One of the many idolized pageants stars is Eden Wood. Wood is not an ordinary nine year-old girl. If you do not know who this little girl is by name, you probably would recognize her right away if you searched her name on Google images.

Wood has frequently been featured on “Toddlers and Tiaras,” a show blowing pageants out of proportion.

Pageants are, for lack of better terms, a joke.

For one, take the portraits needed by all participants to participate. For Wood, these are the pictures that pop up on Google images if you search her name.

Wood’s pictures are not even remotely realistic.

Every close-up picture of Wood depicts her as having unblemished skin, perfect blonde hair and exaggerated facial features. Altogether, Wood represents a Barbie doll better than what should be a representation of a normal nine year-old girl.

Young girls seeing Wood in this way gives them a misconception of reality. Viewing Wood, one might think that beauty is more important than other aspects of life, such as education.

This point is proven when observing pageants of an older age group.

On Sunday, Sept. 13 Miss Georgia Betty Cantrell was crowned Miss America 2016.

During her questionnaire, Cantrell was asked a question concerning Tom Brady about whether or not she believed that he cheated.

Even though this question seems odd and pointless to ask, Cantrell’s answer could have certainly been much more intelligent than it was.

In entirety, this was her answer:

“Did he cheat? That’s a really good question. I’m not sure. I think I’d have to be there, to see the ball, and feel it- make sure if it was deflated or not deflated.
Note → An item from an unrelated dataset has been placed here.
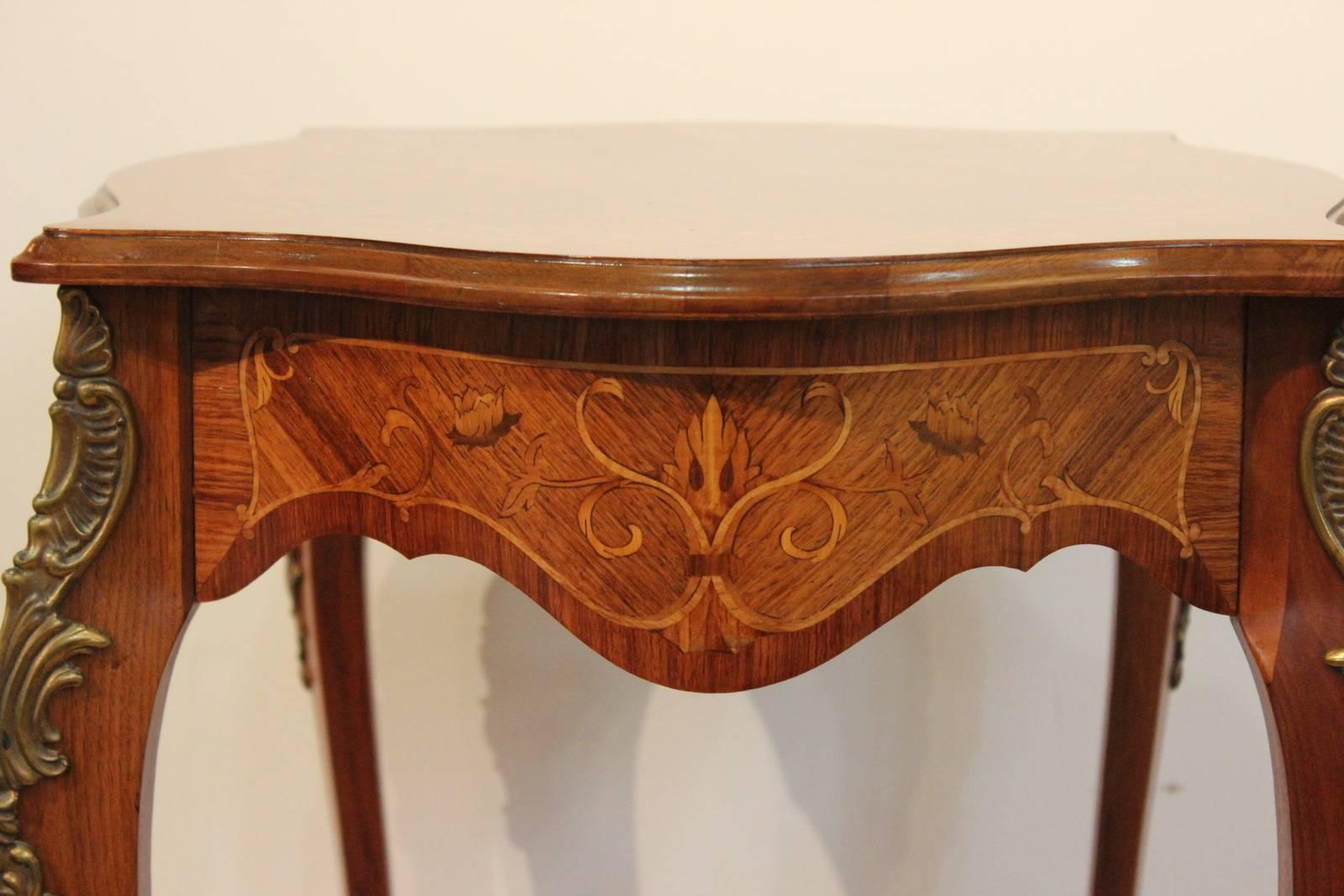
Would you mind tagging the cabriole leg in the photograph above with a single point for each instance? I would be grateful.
(328, 584)
(1292, 606)
(100, 593)
(1142, 673)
But if there was question there? Then yes, I think he cheated. If there was any question to be had, I think that he definitely cheated and that he should have been suspended for that. That’s not fair.”

All I keep on thinking about after reading this is how she won the Miss America Pageant. Repeating the word “cheating” several times and rewording the question various ways does not make her seem intelligent at all. If anything, she sounds like a philosophical idiot.

Cantrell goes to support that beauty is the focus of pageants, and that pageants are not a representation of women who are said to be role models. If Cantrell was not so hung up on her appearance and how people perceived her, she would have been spending more time on the aspects of life that are more important and demanded of people that want to be successful. Obviously, education was not a top priority for Cantrell, as her answer reflects it all.

This is pitiful; the fact that these pageants get world-wide attention is disgusting. Pageants promote beauty over brains, and young girls look up to these women, or even girls such as Wood, that put all of their time and effort into transforming themselves into the society’s perception of what it means to be beautiful.

Education is much more important than “being beautiful.” If only spelling bees got as much attention as these petty pageants. These contestants would be better role models for society than women such as Wood or Cantrell.